Согнувшись почти вдвое, он, казалось, забыл об опасности и боролся с воротом шлюза. В какой-то момент, онемев, я ожидала, что сейчас из темноты на него набросятся близнецы, но ничего не случилось, а потом я увидела, что земля у него под ногами сухая и там растут ракиты, а рядом вырисовываются безобразные заросли гуннеры. Не веря своим глазам, я поняла, что вижу верхний шлюз, расположенный не менее чем в трех милях от меня по ту сторону поместья.
Не знаю, видела ли я все это на самом деле, или, как случается с детскими воспоминаниями, эта воображаемая история добавилась к кошмарным впечатлениям той трагической ночи, но этот образ, словно на сцене, словно тиснение на ткани или старый, много раз прокрученный фильм, появился и исчез, но он мелькнул передо мной так же ярко и живо, так же осязаемо, как оконная рама, за которую я держалась.
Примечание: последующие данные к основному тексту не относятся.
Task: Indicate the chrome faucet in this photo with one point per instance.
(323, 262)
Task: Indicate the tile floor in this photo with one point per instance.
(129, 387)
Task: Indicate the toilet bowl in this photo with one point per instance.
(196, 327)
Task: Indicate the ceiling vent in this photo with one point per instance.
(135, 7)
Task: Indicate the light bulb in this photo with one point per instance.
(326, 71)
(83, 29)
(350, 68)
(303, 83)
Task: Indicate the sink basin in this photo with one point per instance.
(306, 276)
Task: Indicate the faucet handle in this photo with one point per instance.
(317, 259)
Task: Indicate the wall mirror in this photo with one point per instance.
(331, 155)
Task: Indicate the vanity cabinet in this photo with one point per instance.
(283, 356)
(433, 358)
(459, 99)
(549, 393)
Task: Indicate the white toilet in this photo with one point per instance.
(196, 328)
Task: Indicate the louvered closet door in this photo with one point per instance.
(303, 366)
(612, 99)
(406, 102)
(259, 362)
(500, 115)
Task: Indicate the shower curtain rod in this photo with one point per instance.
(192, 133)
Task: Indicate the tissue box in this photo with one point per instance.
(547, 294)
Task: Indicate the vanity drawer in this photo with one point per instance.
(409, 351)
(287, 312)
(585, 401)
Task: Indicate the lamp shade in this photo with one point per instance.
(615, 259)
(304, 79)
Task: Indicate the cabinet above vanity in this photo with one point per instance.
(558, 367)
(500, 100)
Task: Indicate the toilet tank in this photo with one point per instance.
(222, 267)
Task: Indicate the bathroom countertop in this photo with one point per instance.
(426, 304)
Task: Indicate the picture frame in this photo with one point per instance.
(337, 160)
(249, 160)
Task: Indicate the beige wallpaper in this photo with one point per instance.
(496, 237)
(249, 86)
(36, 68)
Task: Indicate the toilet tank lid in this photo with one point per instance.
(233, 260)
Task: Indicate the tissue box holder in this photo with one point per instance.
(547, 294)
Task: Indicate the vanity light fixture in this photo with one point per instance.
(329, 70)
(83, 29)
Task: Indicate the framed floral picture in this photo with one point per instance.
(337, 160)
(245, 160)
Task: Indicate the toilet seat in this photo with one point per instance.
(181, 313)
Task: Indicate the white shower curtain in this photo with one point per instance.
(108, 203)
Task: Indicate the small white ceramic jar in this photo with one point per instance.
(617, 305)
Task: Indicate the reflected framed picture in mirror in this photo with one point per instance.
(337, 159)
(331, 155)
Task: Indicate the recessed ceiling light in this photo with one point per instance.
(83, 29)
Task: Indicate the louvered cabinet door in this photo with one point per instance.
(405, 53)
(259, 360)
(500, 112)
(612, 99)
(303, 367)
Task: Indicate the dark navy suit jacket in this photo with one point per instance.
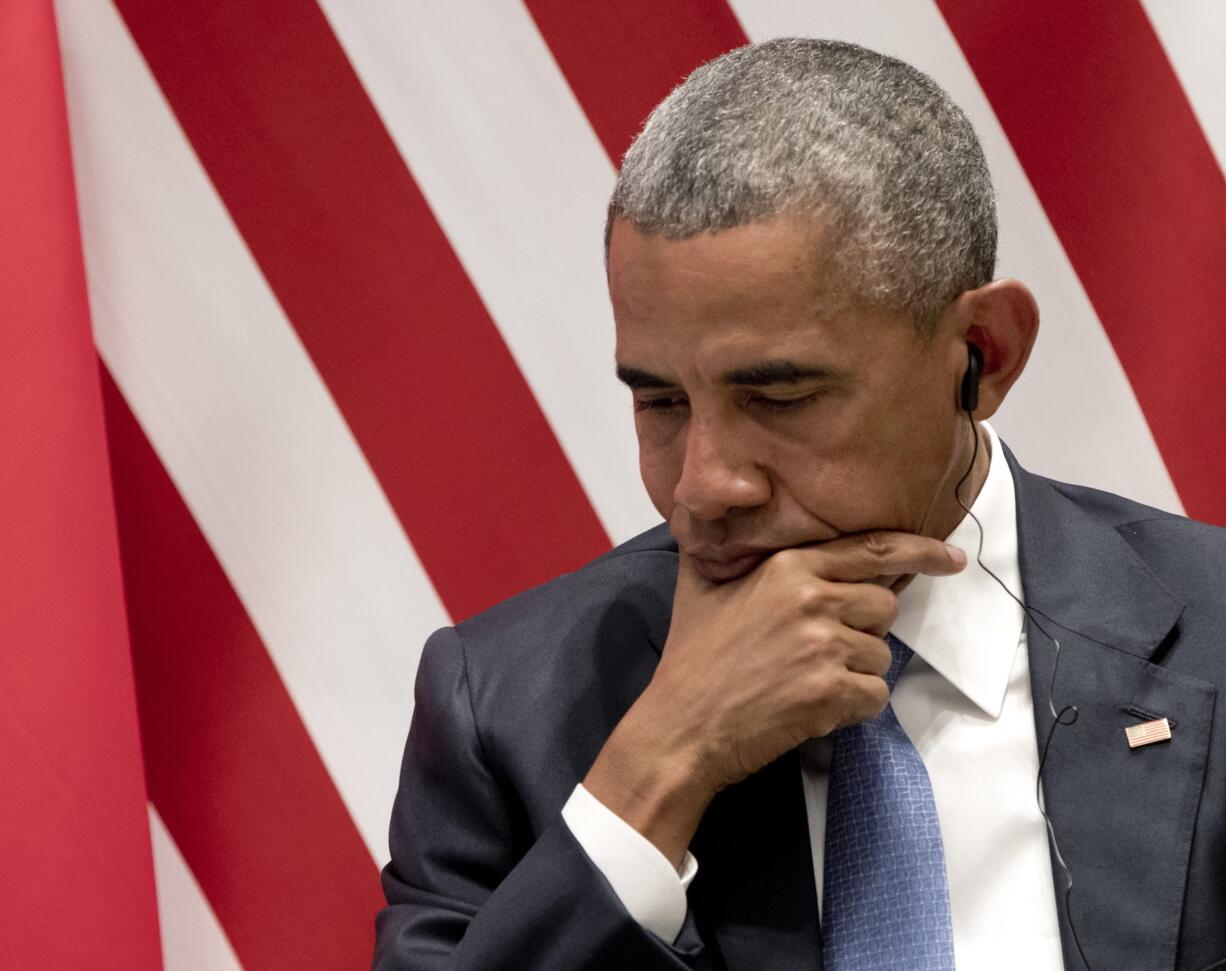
(513, 706)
Я могу объяснить это лишь предположением, что в столь близкий к смерти момент между нами возникла не просто мысленная связь, а полное единение. Я видела мир одновременно и его, и своими глазами.
Близнецы, раньше собиравшиеся вернуться к верхнему шлюзу, оставили его в прежнем положении. Роб рванул ворот, тот повернулся, гладко, как по маслу, и тяжелые ворота начали медленно закрываться, пока с громким чмоканьем и шумом их створки не встретились и не сжались, сдерживая напор прибывающей воды. Роб закрепил их, потом сдернул колесо ворота с вала, взял горящий фонарь, который до того установил на воротах, и поспешил назад.
Дорожка вдоль рва была еще сырой, но уровень воды быстро понижался. Основная масса воды уходила через сломанный нижний шлюз и проломы в южном берегу рва. Чавкая по скользкой и вязкой грязи мимо Восточного моста, Роб остановился, чтобы бросить колесо ворота на корни ближайшего лимонного дерева, потом выключил фонарь и осторожно направился по дорожке к водосливу.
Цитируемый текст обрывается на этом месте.